En tant que créateur d’une entreprise de conseil pour des entreprises tournées vers l’avenir, la communication numérique est au cœur de votre activité. La communication numérique rassemble-t-elle les gens ou au contraire les divise-t-elle?
Il est évident que la communication numérique rassemble les gens. Certes, lorsque vous pensez à votre boîte de réception, vous auriez tendance à dire: «S’il savait…!». Mais vous avez posé la bonne question: est-ce que la communication numérique rassemble les gens et non pas, est-ce que les e-mails rassemblent les gens.
La communication numérique englobe bien plus que la «Inbox of hell». Lorsque nous considérons notre vie numérique, nous nous apercevons qu’elle revêt différentes formes: chats, réseaux sociaux et forums d’intérêts divers et variés. Nous sommes quotidiennement en connexion avec des gens et des thèmes: le «type dingue» d’Austin (USA) avec son minibus hippie électrique qu’il a construit lui-même ou la recette végane de l’utilisatrice Claire de Paris, la collègue de l’autre service, la cheffe, la voisine ou l’oncle Jean.

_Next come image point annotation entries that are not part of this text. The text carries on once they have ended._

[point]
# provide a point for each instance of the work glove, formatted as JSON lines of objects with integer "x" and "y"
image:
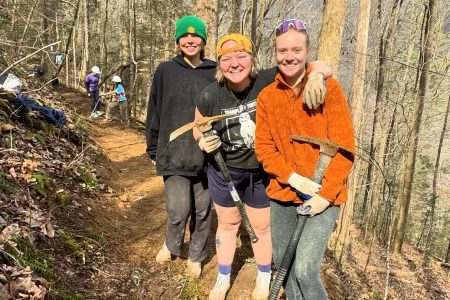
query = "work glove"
{"x": 315, "y": 90}
{"x": 209, "y": 143}
{"x": 313, "y": 206}
{"x": 304, "y": 185}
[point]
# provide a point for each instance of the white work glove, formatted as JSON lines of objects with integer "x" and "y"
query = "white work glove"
{"x": 313, "y": 206}
{"x": 304, "y": 185}
{"x": 209, "y": 143}
{"x": 315, "y": 90}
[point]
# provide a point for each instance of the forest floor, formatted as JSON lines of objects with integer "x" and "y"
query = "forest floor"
{"x": 121, "y": 227}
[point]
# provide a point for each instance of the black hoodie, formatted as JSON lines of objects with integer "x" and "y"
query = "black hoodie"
{"x": 171, "y": 105}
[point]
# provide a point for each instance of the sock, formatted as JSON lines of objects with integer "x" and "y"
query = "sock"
{"x": 224, "y": 269}
{"x": 265, "y": 268}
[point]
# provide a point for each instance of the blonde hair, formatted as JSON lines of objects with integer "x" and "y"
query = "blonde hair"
{"x": 221, "y": 77}
{"x": 298, "y": 30}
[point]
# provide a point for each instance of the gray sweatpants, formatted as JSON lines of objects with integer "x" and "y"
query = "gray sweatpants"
{"x": 303, "y": 278}
{"x": 187, "y": 196}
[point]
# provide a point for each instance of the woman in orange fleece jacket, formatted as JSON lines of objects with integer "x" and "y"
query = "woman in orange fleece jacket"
{"x": 280, "y": 114}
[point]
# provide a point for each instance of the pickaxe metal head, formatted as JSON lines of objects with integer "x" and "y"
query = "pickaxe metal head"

Autant de microrelations initiées par des impulsions et qui donnent lieu à des échanges. Quelquefois simplement comme observateur de statistiques sur un site Internet, comme commentateur attribuant des étoiles ou comme citoyen du monde engagé soucieux de développer et faire progresser des sujets bien précis. On peut ainsi définir trois types de participants aux communautés virtuelles, globalement subdivisés comme suit: 90% d’observateurs, 9% de commentateurs/évaluateurs et 1% de «superusers», c’est-à-dire des gens qui lancent de nouveaux thèmes au sein d’une communauté. Toutes ces interactions sont considérées d’une certaine façon comme un «rapprochement» entre les gens.
Mais peut-on réellement qualifier cette forme de communication numérique de relation?
Une petite voix nous dit peut-être: «Proximité? Pfff…! Que du bla-bla, on est bien loin d’une quelconque proximité et encore moins d’une relation.» Alors peut-être devrions-nous définir le terme de «relation»? Une petite causette devant le supermarché, où l’on parle généralement du temps, autrement dit de rien, rapproche-t-elle plus qu’un commentaire à l’attention d’une lointaine connaissance sur Facebook?
Dans son travail révolutionnaire «The Strength of Weak Ties», le professeur Mark Granovetter a défini quatre paramètres qui permettent de parler d’une relation entre des personnes: le temps, l’intensité, la confiance et la réciprocité. Si nous avons trop «d’amis», l’un de ces quatre points est forcément lésé et la relation entre les gens s’affaiblit. Et la question suivante, à laquelle je travaille depuis plus de 15 ans, devient alors d’autant plus intéressante: comment la communication numérique peut-elle contribuer à de bonnes relations entre les personnes?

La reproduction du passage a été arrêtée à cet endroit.